Ел он с аппетитом, хоть и немного, на сыры смотрел, как на экзотических птиц в застекленном вольере, французские сыры, говорил он со всей серьезностью, со своей, как обычно, неподкупной серьезностью, приправленной слабой, чуточку наигранной улыбкой, хорошо им там, в этой ихней Франции, они к каждому блюду подают свой сыр, и я чувствовал растерянность, не в силах измерить расстояние между его ступнями и его ежедневным существованием, его мыслями, его ртом, кормящим это скромное тело.

Жил он долго, чуть-чуть не дотянул до столетия, всего пару лет, так, будто во времени ему дано было то, что отняли у других, которые при нем, рядом с ним, вместе с ним не выжили. Так, будто наградили его за то, что он хотел жить, что ему удалось, так, будто его жизнью, которая не хотела кончаться, судьба отражала обиду убиенных, возмещала свою человеческую вредность, проявляла раскаянье. А может, так, будто хотела наказать его за то, что он сломал печать; в последние десять лет Давид ужасно мучился, был одинок, если ему удавалось встать на ноги и сделать пару шагов, то только на костылях и то с огромнейшим усилием; его ступни уже его не держали.

А тогда, когда ему было двадцать один, он совершил побег. Подготавливал его тщательно, продумавши, и удалось. Первый вечер, чудовищно рискованный — всего полметра не хватило той ручище со штыком до его тела, спрятавшегося в соломе — подошел к концу, потом настал второй вечер, третий, а он все еще жил. Так, может…? Но чтобы выжить, надо было ходить по городу с утра до вечера. Только в движении стираются черты лица. Только увиденное мельком лицо менее узнаваемо, не столь характерное, больше похоже на другие. По ночам он вламывался в подвалы, днем ходил, без передышки, не останавливаясь. Остановка означала смерть, шаги продлевали жизнь. Так проходил он четыре времени года, под ногами снег и листья, вода и лед, песок и горячий булыжник; ну и как-то выжил. Позднее мне стало ясно, что с тех пор, как услышал о нем, я составляю ему компанию, чищу ему морковку, словно его тень, хожу по пятам, по ночам сбиваю в подвалах висячие замки, выходя на утреннее солнце, жмуроюсь.
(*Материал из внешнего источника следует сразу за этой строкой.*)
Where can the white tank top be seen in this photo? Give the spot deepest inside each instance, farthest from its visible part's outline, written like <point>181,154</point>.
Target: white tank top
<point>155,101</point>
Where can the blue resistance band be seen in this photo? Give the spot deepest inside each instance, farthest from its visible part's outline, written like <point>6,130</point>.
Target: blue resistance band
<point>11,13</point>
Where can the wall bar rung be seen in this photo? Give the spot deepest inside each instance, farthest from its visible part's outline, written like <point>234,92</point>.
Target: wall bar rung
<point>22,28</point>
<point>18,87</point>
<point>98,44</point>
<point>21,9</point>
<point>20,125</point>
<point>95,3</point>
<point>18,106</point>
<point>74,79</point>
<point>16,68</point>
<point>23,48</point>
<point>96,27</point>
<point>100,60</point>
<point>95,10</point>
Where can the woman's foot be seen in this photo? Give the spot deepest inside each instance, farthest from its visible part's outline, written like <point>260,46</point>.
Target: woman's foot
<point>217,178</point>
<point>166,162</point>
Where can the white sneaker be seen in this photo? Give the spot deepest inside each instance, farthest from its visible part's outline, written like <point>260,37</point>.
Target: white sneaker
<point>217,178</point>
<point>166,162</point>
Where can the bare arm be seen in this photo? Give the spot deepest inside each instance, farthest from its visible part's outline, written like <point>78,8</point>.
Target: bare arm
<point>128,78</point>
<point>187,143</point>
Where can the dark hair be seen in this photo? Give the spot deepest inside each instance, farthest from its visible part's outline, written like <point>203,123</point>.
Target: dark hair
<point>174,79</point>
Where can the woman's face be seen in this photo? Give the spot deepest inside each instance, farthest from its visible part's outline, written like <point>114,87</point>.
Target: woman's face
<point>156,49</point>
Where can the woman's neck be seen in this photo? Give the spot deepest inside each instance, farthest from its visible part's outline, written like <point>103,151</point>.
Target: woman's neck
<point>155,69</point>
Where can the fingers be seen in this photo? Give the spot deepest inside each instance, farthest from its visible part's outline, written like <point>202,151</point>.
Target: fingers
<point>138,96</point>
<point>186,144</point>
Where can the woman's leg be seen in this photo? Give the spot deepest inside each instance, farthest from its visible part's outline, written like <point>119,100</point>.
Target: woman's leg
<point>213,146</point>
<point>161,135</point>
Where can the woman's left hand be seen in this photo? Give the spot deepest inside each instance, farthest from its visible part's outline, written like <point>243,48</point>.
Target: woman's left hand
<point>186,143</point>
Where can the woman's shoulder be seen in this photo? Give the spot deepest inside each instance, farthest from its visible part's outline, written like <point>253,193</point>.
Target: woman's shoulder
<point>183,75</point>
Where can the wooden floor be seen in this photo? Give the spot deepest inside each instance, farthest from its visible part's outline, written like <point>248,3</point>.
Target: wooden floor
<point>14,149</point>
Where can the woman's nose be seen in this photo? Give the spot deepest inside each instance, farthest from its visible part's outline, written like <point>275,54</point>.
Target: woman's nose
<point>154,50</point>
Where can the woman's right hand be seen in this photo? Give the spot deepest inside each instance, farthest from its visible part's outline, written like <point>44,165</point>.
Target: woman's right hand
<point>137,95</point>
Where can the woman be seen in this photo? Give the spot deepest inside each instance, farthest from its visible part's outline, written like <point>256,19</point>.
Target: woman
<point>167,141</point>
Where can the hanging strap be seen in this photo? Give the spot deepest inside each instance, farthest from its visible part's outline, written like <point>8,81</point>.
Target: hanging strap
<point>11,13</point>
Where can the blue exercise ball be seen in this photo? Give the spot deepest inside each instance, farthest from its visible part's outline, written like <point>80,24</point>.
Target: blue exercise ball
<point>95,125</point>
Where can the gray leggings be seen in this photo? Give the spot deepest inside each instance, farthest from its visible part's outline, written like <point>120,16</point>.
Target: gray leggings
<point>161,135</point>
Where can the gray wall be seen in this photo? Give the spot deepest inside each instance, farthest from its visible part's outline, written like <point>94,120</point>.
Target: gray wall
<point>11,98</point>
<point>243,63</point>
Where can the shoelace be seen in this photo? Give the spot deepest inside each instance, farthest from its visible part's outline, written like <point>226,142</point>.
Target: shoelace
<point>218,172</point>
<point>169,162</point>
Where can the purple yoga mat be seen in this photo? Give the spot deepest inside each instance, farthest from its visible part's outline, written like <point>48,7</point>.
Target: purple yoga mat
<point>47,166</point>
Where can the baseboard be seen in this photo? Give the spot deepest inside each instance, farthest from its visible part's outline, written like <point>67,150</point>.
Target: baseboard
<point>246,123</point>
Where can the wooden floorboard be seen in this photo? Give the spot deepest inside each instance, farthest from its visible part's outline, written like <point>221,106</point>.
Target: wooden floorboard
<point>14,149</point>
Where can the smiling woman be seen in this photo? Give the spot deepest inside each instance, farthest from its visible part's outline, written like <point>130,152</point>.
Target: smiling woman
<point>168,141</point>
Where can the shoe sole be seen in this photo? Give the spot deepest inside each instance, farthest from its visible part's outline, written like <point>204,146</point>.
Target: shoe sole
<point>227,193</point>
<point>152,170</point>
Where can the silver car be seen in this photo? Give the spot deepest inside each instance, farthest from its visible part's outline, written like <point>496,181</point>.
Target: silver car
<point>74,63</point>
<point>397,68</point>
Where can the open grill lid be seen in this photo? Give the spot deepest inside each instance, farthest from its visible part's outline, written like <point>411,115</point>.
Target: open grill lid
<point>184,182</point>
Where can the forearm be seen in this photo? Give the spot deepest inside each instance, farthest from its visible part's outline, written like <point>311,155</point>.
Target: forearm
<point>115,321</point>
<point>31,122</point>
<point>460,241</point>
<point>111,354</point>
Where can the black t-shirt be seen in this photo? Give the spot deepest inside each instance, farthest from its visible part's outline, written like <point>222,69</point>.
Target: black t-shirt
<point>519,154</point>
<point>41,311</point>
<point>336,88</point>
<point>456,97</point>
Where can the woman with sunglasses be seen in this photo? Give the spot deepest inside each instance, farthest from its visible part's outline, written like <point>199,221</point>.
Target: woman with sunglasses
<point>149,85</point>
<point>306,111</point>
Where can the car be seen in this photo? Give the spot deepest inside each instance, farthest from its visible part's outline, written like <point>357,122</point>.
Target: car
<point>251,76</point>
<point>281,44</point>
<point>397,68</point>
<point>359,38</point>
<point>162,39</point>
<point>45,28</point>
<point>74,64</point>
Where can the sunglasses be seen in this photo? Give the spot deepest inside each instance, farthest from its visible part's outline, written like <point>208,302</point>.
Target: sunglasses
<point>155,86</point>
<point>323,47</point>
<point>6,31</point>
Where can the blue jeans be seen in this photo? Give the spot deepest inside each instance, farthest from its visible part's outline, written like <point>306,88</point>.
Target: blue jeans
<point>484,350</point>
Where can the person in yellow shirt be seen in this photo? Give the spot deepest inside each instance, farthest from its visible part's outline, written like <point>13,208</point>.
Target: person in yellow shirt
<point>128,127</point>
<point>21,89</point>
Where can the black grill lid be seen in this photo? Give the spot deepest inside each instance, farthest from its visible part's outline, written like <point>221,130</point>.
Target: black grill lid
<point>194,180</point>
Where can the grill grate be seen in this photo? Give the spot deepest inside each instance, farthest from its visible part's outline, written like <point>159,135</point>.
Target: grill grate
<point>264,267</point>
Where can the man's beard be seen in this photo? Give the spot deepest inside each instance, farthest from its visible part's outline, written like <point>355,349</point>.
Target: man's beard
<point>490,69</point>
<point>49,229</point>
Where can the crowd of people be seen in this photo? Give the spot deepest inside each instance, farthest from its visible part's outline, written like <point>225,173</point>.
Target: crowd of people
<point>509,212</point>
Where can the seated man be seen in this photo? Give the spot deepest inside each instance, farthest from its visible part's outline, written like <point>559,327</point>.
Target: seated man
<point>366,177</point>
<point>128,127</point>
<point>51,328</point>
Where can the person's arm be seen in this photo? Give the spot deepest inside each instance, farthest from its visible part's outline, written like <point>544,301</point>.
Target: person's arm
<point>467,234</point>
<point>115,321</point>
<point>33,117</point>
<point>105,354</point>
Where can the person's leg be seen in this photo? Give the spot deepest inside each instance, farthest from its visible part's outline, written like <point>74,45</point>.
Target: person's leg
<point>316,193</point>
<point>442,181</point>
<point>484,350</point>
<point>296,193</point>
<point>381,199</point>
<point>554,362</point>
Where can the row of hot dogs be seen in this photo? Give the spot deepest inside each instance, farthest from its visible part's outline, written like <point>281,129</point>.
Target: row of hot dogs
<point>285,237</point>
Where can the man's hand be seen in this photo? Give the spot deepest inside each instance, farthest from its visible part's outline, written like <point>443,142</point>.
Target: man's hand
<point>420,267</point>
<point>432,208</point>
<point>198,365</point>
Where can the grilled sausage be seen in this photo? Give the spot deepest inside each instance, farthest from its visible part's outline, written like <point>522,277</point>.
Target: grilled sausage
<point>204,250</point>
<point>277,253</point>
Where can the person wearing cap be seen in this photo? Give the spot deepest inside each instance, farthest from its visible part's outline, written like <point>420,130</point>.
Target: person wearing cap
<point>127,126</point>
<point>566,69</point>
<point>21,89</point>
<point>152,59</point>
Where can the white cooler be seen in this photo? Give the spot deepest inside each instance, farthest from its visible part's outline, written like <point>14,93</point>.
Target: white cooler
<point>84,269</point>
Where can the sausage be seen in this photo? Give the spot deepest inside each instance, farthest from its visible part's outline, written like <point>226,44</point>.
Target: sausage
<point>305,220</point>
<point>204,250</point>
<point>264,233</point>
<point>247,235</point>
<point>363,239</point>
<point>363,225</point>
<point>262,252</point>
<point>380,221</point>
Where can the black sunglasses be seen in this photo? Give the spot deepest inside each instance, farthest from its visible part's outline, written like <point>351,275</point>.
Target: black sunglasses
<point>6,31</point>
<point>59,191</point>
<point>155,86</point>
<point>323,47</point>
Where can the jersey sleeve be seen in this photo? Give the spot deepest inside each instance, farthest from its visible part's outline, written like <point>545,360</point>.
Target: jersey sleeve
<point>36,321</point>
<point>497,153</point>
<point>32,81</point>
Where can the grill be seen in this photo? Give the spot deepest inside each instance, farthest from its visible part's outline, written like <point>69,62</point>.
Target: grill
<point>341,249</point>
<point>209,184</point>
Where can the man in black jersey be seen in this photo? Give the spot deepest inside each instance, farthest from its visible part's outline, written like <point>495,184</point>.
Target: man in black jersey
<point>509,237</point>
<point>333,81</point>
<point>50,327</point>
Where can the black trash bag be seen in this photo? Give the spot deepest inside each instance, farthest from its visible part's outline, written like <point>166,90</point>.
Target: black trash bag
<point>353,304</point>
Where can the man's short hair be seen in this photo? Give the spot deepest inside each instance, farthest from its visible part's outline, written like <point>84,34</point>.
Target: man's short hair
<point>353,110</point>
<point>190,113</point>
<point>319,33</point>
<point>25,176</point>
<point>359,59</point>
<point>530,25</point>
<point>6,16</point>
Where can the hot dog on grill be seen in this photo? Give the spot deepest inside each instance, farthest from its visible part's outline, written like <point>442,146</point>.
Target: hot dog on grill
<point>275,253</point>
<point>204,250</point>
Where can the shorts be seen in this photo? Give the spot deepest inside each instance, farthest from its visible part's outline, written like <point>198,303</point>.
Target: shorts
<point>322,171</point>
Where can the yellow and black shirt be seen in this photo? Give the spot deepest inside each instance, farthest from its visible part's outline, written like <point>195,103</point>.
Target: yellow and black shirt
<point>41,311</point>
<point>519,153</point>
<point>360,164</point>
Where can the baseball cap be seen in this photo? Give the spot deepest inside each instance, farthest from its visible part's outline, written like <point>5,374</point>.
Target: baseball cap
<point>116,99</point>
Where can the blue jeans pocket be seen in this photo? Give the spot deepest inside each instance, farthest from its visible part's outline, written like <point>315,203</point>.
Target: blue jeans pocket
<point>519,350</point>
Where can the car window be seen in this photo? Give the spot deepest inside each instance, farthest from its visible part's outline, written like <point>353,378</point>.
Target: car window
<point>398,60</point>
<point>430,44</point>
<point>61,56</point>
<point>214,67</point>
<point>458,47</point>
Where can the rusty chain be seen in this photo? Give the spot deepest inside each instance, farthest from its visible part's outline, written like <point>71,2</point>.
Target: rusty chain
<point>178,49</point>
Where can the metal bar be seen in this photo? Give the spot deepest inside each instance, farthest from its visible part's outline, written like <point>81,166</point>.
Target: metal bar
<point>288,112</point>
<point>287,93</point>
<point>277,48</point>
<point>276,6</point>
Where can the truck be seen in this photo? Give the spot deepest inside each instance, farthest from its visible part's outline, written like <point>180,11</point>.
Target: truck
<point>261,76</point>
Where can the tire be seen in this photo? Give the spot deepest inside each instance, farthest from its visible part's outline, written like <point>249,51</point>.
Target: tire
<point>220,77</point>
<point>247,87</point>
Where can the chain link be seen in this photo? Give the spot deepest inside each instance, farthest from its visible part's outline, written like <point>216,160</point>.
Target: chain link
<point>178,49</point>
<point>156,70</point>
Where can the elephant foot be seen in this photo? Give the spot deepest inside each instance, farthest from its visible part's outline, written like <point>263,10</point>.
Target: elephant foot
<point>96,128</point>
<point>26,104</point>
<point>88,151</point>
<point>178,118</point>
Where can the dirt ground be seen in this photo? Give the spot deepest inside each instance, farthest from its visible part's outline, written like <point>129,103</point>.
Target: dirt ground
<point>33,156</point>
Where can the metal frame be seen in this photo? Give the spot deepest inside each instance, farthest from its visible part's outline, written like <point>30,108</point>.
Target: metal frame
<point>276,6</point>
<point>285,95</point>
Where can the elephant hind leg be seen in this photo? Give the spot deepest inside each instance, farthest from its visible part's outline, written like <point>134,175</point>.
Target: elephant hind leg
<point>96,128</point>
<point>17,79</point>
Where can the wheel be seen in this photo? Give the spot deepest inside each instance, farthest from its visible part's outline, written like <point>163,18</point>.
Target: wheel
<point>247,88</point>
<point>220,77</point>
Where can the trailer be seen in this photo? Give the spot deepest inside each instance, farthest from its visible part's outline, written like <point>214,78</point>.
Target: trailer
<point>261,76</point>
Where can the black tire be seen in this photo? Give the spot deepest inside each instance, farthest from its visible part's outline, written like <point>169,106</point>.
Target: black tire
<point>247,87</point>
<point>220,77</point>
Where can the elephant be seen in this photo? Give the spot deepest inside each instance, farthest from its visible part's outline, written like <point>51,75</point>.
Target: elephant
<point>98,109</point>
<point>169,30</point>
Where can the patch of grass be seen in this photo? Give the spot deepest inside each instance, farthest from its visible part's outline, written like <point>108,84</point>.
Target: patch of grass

Сейчас он лежал в другой комнате, и я слышал его сонное дыхание. Проходя на цыпочках в кухню, я увидел маленькую фигурку под бугорком одеяла. Я чувствовал, что ему тепло и уютно, что он в безопасности, почти как дома, что ему хорошо спится. Ступни покоились слегка расставленными, что тронуло меня, а может, слегка удивило, и я подумал: готовы к маршу.

Жесты

В 2011 году перед Центром Помпиду стояла — ныне размонтированная и перенесенная в Италию, а может, и далее продолжающая свой путь — шестиметровая бронзовая скульптура французского ваятеля, алжирца по происхождению, Аделя Абдессемеда. Уже с первого взгляда она вызвает в памяти состязания древнегреческих полубогов; запечатленное в скульптуре движение и выразительность лиц (жертвы и агрессора) напоминают, как минимум, группу Лаокоона или скульптурные поединки античных героев, или гладиаторов, вцепившихся друг в друга.  Жертва (она же провокатор агрессора) и ее непродолжительные страдания от полученного удара головой в грудь создают лишь фон, необходимый для того, чтобы придать сцене драматизм. Атакующий — лысая спущенная голова, сжатые губы, полузакрытые глаза — он, пожалуй, прав, у него свои резоны, и это он разыгрывает здесь представление. Некоторые не простят ему этого жеста, множеству других он поднимет дух, как поднял  вверх свою жертву. Матерацци подскочил от его удара и тут же упал, а мы, интерпретаторы, до сих пор левитируем.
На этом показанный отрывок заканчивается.